The workshop had a few nice touches that made the environment collegial and made those who attended perhaps more open to sharing and discussion.

1.  Our name tags had our first name in large letters in the center of the tag, this was clever, the whole name and institutional affiliation were underneath in smaller lettering.  This made it feel more intimate, as we were on first name terms with the other attendees.

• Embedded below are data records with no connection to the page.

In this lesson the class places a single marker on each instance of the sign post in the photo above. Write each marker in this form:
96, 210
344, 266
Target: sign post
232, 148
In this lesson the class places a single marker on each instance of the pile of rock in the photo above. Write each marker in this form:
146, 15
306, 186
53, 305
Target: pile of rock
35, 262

2. One of the first exercises was to practice an interview with someone we did not know, then re-tell the interview to introduce this person to our group (there were 3 groups, each with around 10 people in each group, my group had Dawn Rogala, Helen Ingalls, Jeffrey Martin, Matthew Skopek, Mika Yoshitake, Nancie Ravenel, Narayan Khandekar, Steven O’Banion, and Tiarna Doherty.  Looking over the list of workshop attendees I see it is all alphabetical by first name, another nice touch.  I interviewed Narayan Khandekar, Senior Conservation Scientist, Straus Center for Conservation and Technical Studies. I learned about his very impressive career, all the places he has worked, and a few off-topic facts like his fascination with the city of Los Angeles.

INCCA workshop screen

We absorbed a great deal of information from Richard Candida Smith, Jill Sterrett, Jess Rigelhaupt, and Gwynne Ryan.   It was an environment where we were given a great deal of information and then allowed to workshop some of that information in our interviews with colleagues.

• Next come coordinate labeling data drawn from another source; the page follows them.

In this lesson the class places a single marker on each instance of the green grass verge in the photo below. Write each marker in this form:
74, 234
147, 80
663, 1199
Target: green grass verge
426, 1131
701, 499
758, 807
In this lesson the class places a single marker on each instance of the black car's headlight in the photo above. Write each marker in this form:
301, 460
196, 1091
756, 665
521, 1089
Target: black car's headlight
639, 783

A question that kept coming up in my mind was the purpose of these artist interviews.  Richard Candida Smith said at the beginning that having a goal for an interview is very important, communicating this goal to the artist, then having one interview and following up with more interviews to further discover more information.  I keep hearing interviews and thinking about the role of conservation and therefore the goal of conservation of contemporary art and here is what I have concluded,

It seems like many conservators approach these interviews as if they are asking permission to preserve a work of art, there are questions like “How do you [the artist] feel about your object deteriorating?” This seems a bit naive, once the object leaves an artist’s studio and changes hands to a collector or museum, is how the artist feels about it relevant anymore? They are no longer creating the art, and if they claim that deterioration is a part of the creation of the object should they have something about that in the artist statement?

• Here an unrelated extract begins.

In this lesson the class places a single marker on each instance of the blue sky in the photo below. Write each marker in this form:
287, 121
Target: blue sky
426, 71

However, I can see why this question has become commonly asked in these artist interviews.  I feel it is a holdover from ethnographic interviews and consultations with indigenous peoples, like those at the National Museum of the American Indian.   In these interviews the conservator is questioning an indigenous person about an object of their culture. The interview implies that the ethnographic object is ‘alive’ and the cultural representative still ‘owns’ the tangible and intangible properties of the object that make it a part of their culture.  The cultural representative can tell the conservator what tangible and intangible properties must be preserved for the object to remain ‘alive’.

While this is the right de-colonial approach for indigenous materials, it is a problematic approach for contemporary art.  The artist still has the power to renounce a work of art using the VARA legislation (see a previous discussion of VARA and conservation), but how the artist feels about deterioration does not set a standard by which a conservator should base their treatment.  Actually, VARA specifically states that deterioration through natural processes does not provide a grounds for which an artist can renounce a work.  I would be interested in hearing what an artist would say if they are questioned ‘What could I do as a conservator to make you renounce this artifact as your work?’.  It would certainly be interesting.

In my experience, artists create art, art historians and curators contextualize art, and conservators conserve art, while there should be an awareness of each by the other we should be careful not to ask artists to contextualize or conserve their art, isn’t that our job?